Group Project 2 - Pipelined Mini-RISC-V

CS 3410 Spring 2019


Please sign up your design documentation meeting on CMS by: 11:59pm, Saturday, February 23rd, 2019

Preliminary design documentation Due: 11:59pm, Thursday, February 28th, 2019

Project Due: 11:59pm, Monday, March 11th, 2019

Circuit Naming: Your top-level circuit must be named either "RISCV" or "RISCV32" (case-sensitive).

Late Policy: Two slip days can be used for the final submission. If a slip day is used, it will be used for both partners.

Warnings:

  • If you have not done so already, please redownload Logisim before beginning this project.
    • This Note has been updated: 2/25/2019 Your logisim version number should be 2.14.7.5
    • You are not permitted to use any CS 3410 components other than those available in the current logisim version.
  • Commit often. One of the submission requirements will be a copy of your git log.
  • Read the ENTIRE writeup before you begin.


Overview

In this project we will implement a subset of the RISCV architecture in Logisim. We will ignore more advanced features such as the RISCV coprocessor instructions and variable length execution instructions for these assignments.

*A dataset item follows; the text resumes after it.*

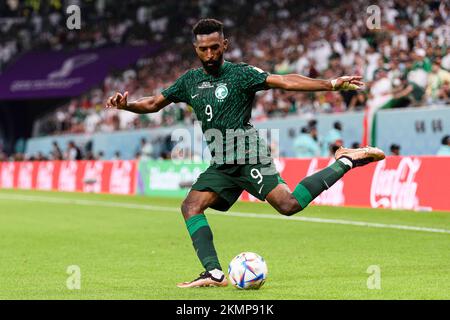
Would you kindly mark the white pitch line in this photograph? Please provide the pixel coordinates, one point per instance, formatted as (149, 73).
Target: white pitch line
(230, 213)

In this project you will implement a functioning outline of the pipelined processor for a small set of instructions, including: decoding all the instructions you will encounter in this project, implementing most of the RISCV pipeline, correct implementation of arithmetic and logic operations, and simple hazard avoidance for these instructions.

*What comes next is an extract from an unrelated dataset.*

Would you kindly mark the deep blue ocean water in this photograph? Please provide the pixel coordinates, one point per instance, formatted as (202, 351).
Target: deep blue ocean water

You will also be expected to use Git throughout this project to maintain version control of your circuit and to ensure that you have an online backup available. At the end of the assignment, you will turn in a log of your git commit history in a text file. There are no specific restrictions on how often you should be committing, but it is highly recommended that you commit often and write meaningful commit messages so that you can restore old versions in case of failure. We will expect your commit log to show you made a genuine effort to accomplish this.

Academic Integrity. As one of the most widely studied architectures, RISCV has a wealth of information available on the web and in textbooks. You may consult any RISCV documentation available to you in order to learn about the instruction set, what each instruction does, etc.; however, we expect your design to be entirely your own, and your submission should cite any significant sources of information you used. If you are unsure if it is okay to borrow from some other source, just ask the TAs. If you are hesitant to ask the TAs or to cite the source, then it is probably not okay. Plagiarism in any form will not be tolerated. It is also your responsibility to make sure your sources match the material we describe here (warning: the top Google hit for "RISCV reference" contains several inaccuracies).

What to Submit

Note the different due dates.

    By Thursday, February 28th, 2019
  • Schedule a meeting with a TA to present your intended design and/or preliminary design documentation
  • Meet with your TA at your scheduled time to present your intended design.
  • Submit your preliminary design document.
    By Monday, March 11th, 2019
  • A single Logisim project file containing your processor and all needed subcomponents.
  • A text file containing your well-commented RISCV assembly test program.
  • A updated design document of your processor.
  • An assembly program containing your Fibonacci implementation.
  • A git commit history obtained using the command git log on your repository.

Fibonacci

In this part of the project you will write a function in assembly in order to test the processor that you will build.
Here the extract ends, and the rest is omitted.